+++ This bug was initially created as a clone of Bug #481371 +++ Description of problem: The problem is that, once you set the PG_error bit for the page cache page, a regular read on the device file will always and forever see an error. I proposed this patch upstream: http://lkml.org/lkml/2009/1/23/288 A simple way around the problem is to mmap the device and read from the locations that are giving I/O errors (but that's hardly acceptable!). Version-Release number of selected component (if applicable): 2.4.9-78.30.EL How reproducible: 100% Steps to Reproduce: 1. Incur an I/O error by, for example, failing all paths to a device and trying to read from it. 2. restore the device to working order 3. try to read the failed sectors Actual results: EIO Expected results: Read succeeds Additional info: See also bug 454872 for one instance where this was seen. --- Additional comment from jmoyer on 2009-01-23 16:33:18 EST --- Created an attachment (id=329884) Clear PG_error before issuing a readpage This should fix the problem. --- Additional comment from bmarzins on 2009-01-23 17:46:42 EST --- I tested both RHEL5 and upstream. This bug also exists in both to them. --- Additional comment from pm-rhel on 2009-06-05 09:47:00 EDT --- This request was evaluated by Red Hat Product Management for inclusion in a Red Hat Enterprise Linux maintenance release. Product Management has requested further review of this request by Red Hat Engineering, for potential inclusion in a Red Hat Enterprise Linux Update release for currently deployed products. This request is not yet committed for inclusion in an Update release.
*** Bug 563343 has been marked as a duplicate of this bug. ***
Created attachment 417293 [details] clear PG_error before resubmitting readpage
in kernel-2.6.18-203.el5 You can download this test kernel from http://people.redhat.com/jwilson/el5 Detailed testing feedback is always welcomed.

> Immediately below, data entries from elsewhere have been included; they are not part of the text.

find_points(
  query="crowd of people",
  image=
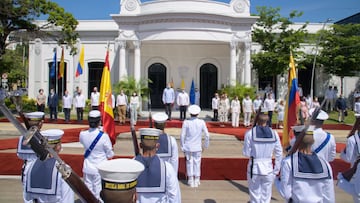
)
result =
(302, 168)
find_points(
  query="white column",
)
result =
(137, 61)
(247, 71)
(232, 72)
(122, 60)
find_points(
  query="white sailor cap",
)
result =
(53, 135)
(94, 114)
(194, 109)
(321, 116)
(300, 128)
(37, 115)
(120, 174)
(160, 117)
(149, 133)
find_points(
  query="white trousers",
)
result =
(247, 118)
(260, 188)
(93, 182)
(235, 119)
(193, 164)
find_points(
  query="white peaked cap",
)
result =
(160, 117)
(34, 115)
(120, 170)
(94, 114)
(321, 116)
(149, 131)
(53, 135)
(194, 109)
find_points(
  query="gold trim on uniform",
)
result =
(53, 141)
(119, 186)
(149, 137)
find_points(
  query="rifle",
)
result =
(149, 107)
(133, 135)
(259, 111)
(41, 147)
(302, 134)
(348, 174)
(354, 128)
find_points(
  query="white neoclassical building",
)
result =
(164, 41)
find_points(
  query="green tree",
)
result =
(18, 23)
(277, 38)
(340, 50)
(14, 62)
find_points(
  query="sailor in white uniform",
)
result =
(352, 150)
(24, 152)
(168, 149)
(351, 155)
(191, 135)
(324, 145)
(260, 143)
(43, 181)
(98, 148)
(119, 180)
(158, 183)
(305, 176)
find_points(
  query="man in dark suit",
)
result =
(53, 102)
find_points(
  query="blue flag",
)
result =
(53, 66)
(192, 92)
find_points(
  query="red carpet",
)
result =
(212, 168)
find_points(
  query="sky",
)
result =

Technical note added. If any revisions are required, please edit the "Technical Notes" field accordingly. All revisions will be proofread by the Engineering Content Services team. New Contents: Input/output errors can occur due to temporary failures, such as multipath errors or losing network contact with an iSCSI server. In these cases, virtual memory attempts to retry the readpage() function on the memory page. However, the do_generic_file_read() function did not clear PG_error, which resulted in the system being unable to use the data in the page cache page, even if subsequent readpage() calls succeeded. With this update, the do_generic_file_read() function properly clears PG_error so that the page cache can be utilized in the case of input/output errors.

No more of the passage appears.